なるほどと納得している村正と鳳嶺を横目に理解できていない千早が匡華に問う。


「恐らく、神様は分かりやすいように扉に印を付けた。その印を見ると消滅した世界の代表者が使っていた部屋はまだ残っている。まだ代表者がいると思われる代表者の部屋を家捜しするよりは、家主のいない部屋で情報を探した方が効率的で安心、と云うことだよ。まぁ、情報がない可能性もあるし、求めている情報ではないかもしれないがね」

「そう云う事なのね。でも、なんで残っているの?」


匡華の説明を聞き、千早は納得した様子だったが疑問がまだ残っていたらしく、少し悲しそうに尋ねた。その問いに「恐らくですが」と腕組みをしながら前置きをした後、村正が答えた。

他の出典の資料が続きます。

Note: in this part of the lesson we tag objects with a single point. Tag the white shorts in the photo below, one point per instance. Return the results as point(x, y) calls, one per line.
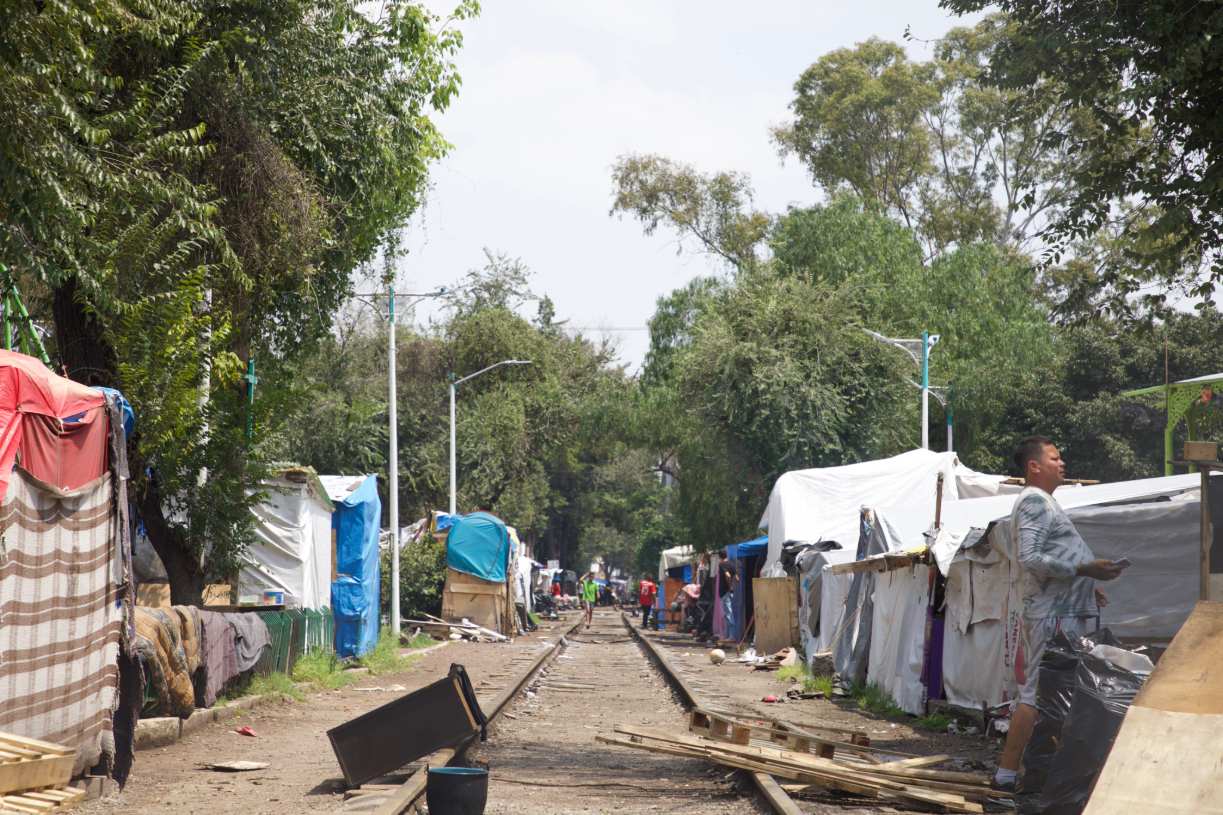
point(1036, 636)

「代表者がまだ残っているからではないでしょうか。それに、神様は"無造作に情報を配置した"と言っていました。つまり、家主がいなくなった部屋にも情報を配置した可能性があります。配置した手前、早く人を減らすために部屋をそのままにしているのでしょう」

「好都合ちゃあ好都合だな」


村正と鳳嶺が「なー」と顔を見合わせてそう頷き合う。そんな二人の仲良さげな雰囲気に千早が少し頬を膨らました。が、その表情には嬉しさが滲んでいる。そんな二人と千早を匡華は微笑ましく思い、彼女の頭を小さく笑いながら撫でた。


「じゃあ、早く見つけましょ。治療もあるし!」

「それなら、僕が特効薬を取って来ます」

「嗚呼、分かった。頼んだよ」

「んじゃ、俺達は何処から行く?」


いまだ少し膨れている千早の手をクスクス笑いながら鳳嶺が取りつつ言う。それに匡華はうむ、と顎に手を当てて悩むとぐるりと周囲を見渡し、うんと頷いた。村正は匡華達のこの後の様子を確認してから特効薬を取りに行くようで、いつでも動ける用意をしている。匡華はビシリとある部屋を指差した。その扉に刻まれているのは龍と桜。そう、〈ドラゴン・ライン〉代表者、桜丸の部屋である。


「此処から行こう」


そう言って匡華はドアノブに手を伸ばした。